To be honest I was a bit curious about all of this so I did some reading over on CB's to see where they had been and what they had come up with. Bad news is, I am still curious...
The thing that makes the most sense to me would be to up your alloy hardness to begin with, as you mentioned before you coat. However how much harder is the question.
If you do not have one of the alloy calculator's they have posted on CB's I suggest getting one or if you don't want to go that route shoot me what you have to add to your alloy and I will run it to get you close to where you want to be.
Just guessing your probably around a 13-15'ish at most right now, and I wouldn't think you would want to get much higher than around a 18'ish BHN to be honest. Doing so would put you up to where your hard enough to shatter the nose as mentioned by FrankenMauser.
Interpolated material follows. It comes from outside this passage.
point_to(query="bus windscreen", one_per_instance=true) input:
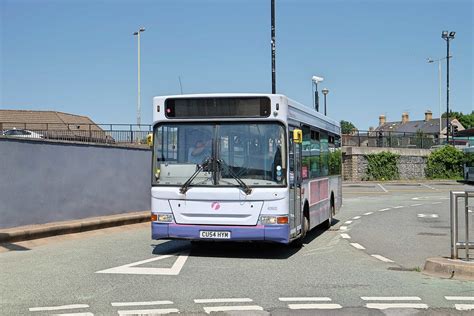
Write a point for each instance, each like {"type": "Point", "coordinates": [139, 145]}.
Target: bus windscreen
{"type": "Point", "coordinates": [218, 107]}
I cannot say one way or the other on how well mine preform on game, other than to say the I used two like the one in the write up linked above, and blew through a 250'ish pound boar, spinning it around completely to the opposite direction, then the second one returned him back the other direction as he floundered off through the woods. I fully admit that neither shot was perfect, as he slipped right up behind my grandson and I while we were sitting out deer hunting. We were not in any sort of blind, just concealed by a cedar tree we like to sit by. When the hog came up I only had time to draw my Redhawk, point and shoot. We both however saw the golf ball sized hole in his side after he spun around as the fat layer was hanging out one side and the other was obviously plugged by intestine. We tried for several hours to find him but to no avail. The next morning however the local clean up crew had and we knew why we didn't. He had crawled up under a grown over fallen tree top which was so thick underneath that even the buzzards couldn't get to him.
I have no idea how the bullets looked as well I didn't recover either one of them. I do however know that they laid a whop on him enough to spin him around in his tracks. IF they rolled back anything like the ones pictured I can easily see why. The alloy runs around a 11-12 and those are loaded to just over 1100fps from my revolver and the distance from pistol to hog was only about 20ft at the most on the first shot, and not much if anything more than 30 on the second. I hated to have lost him, but when you don't have anything to follow and when even the dog can't track him it is hard to do anything else.